Propos recueillis par Wilson Le Personnic

Publié le 15 septembre 2017

D’origine allemande, Julian Hetzel travaille et vit aujourd’hui à Utrecht aux Pays-Bas. Artiste plasticien et musicien, il développe depuis plusieurs années une recherche au croisement de la performance, du théâtre et des arts visuels. Créée à Amsterdam au printemps dernier, sa dernière création The Automated Sniper s’inspire de l’usage militaire des drones et questionne le spectateur sur son rapport à la violence, notamment au regard des jeux vidéos en vision subjective.

Vous signez vos propres performances depuis maintenant quelques années. Au regard de votre parcours, retrouvons nous des analogies entre vos différentes pièces ?

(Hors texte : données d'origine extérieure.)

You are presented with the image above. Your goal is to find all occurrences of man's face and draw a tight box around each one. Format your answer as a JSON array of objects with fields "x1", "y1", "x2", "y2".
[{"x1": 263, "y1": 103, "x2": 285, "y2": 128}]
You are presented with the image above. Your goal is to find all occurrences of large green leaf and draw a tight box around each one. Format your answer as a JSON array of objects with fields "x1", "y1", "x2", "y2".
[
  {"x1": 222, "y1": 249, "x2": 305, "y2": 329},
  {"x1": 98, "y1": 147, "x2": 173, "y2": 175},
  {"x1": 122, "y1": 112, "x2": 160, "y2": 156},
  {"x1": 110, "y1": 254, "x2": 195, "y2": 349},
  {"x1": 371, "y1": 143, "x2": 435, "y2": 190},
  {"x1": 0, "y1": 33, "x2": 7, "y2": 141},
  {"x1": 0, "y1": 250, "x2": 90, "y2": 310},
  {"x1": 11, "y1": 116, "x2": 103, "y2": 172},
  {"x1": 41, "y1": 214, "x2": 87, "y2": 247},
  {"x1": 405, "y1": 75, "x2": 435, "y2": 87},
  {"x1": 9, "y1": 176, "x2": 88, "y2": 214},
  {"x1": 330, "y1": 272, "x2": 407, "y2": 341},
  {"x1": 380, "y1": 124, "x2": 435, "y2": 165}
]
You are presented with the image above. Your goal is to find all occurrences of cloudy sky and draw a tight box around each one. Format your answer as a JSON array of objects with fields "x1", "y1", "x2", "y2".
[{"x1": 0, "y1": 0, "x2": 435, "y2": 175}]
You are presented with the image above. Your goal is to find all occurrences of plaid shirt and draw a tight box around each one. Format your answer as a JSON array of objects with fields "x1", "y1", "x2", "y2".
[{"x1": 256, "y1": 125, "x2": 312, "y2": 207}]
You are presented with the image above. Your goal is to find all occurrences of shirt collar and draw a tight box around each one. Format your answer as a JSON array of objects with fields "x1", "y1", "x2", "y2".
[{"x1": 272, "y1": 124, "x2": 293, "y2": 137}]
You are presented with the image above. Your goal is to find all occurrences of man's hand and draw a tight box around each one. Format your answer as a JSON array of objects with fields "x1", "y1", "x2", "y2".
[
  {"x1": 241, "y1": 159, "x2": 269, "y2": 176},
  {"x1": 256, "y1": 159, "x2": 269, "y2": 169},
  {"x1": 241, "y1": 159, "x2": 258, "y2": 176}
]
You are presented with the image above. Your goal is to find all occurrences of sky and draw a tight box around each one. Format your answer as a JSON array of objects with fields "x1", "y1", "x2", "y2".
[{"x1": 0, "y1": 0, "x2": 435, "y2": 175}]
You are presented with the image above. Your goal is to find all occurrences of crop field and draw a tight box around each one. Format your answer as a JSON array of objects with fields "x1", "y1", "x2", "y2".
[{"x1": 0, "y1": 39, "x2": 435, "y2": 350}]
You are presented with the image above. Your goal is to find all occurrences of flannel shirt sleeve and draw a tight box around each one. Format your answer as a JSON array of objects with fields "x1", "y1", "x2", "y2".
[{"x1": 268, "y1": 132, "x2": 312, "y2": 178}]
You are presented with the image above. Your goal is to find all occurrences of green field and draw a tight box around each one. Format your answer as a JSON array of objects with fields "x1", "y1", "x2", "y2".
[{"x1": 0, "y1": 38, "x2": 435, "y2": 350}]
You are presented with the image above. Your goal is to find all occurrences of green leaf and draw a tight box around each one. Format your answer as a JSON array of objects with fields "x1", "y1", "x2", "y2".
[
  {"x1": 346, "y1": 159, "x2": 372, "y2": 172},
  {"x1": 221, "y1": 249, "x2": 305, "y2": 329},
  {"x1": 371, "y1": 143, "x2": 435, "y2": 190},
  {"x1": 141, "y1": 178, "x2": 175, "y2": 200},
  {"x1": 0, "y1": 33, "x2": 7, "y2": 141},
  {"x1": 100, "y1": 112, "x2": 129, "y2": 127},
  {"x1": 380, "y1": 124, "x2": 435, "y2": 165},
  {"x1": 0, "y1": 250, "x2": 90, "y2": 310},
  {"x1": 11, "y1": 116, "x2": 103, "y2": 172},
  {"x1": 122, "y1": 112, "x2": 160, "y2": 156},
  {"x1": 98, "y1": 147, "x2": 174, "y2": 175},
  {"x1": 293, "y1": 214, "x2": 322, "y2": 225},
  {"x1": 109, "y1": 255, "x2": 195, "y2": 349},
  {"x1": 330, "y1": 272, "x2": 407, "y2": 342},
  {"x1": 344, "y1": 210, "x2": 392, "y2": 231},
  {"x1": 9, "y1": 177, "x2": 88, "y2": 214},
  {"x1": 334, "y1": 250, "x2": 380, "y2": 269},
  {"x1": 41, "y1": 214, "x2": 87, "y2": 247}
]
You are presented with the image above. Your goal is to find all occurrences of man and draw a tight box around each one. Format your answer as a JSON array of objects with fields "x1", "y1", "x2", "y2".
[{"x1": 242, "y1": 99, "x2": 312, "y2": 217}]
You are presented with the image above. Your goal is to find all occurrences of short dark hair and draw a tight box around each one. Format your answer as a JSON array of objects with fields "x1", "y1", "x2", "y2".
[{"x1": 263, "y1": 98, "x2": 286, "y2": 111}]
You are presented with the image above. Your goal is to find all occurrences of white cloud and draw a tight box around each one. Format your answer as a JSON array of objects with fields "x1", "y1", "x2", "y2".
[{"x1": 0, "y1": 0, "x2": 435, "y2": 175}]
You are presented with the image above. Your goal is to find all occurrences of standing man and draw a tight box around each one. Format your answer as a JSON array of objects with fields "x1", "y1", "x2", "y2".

Avec le recul, je me rend compte en effet que chacun de mes travaux sont tous liés, connectés et issus des mêmes questions. Dans certains cas, il existe également des liens évidents entre les projets. Un projet peut émerger d’un autre, en partageant les mêmes questionnements et les mêmes axes de recherche, même si ce n’était pas l’intention initiale. Avec le temps, il semble que mon équipe et moi-même développons ensemble une certaine façon de construire des torsions conceptuelles qui finissent par devenir une signature reconnaissable. Plus souvent, mes travaux génèrent une sorte de friction éthique, une rupture dans le système de valeurs morales du spectateur.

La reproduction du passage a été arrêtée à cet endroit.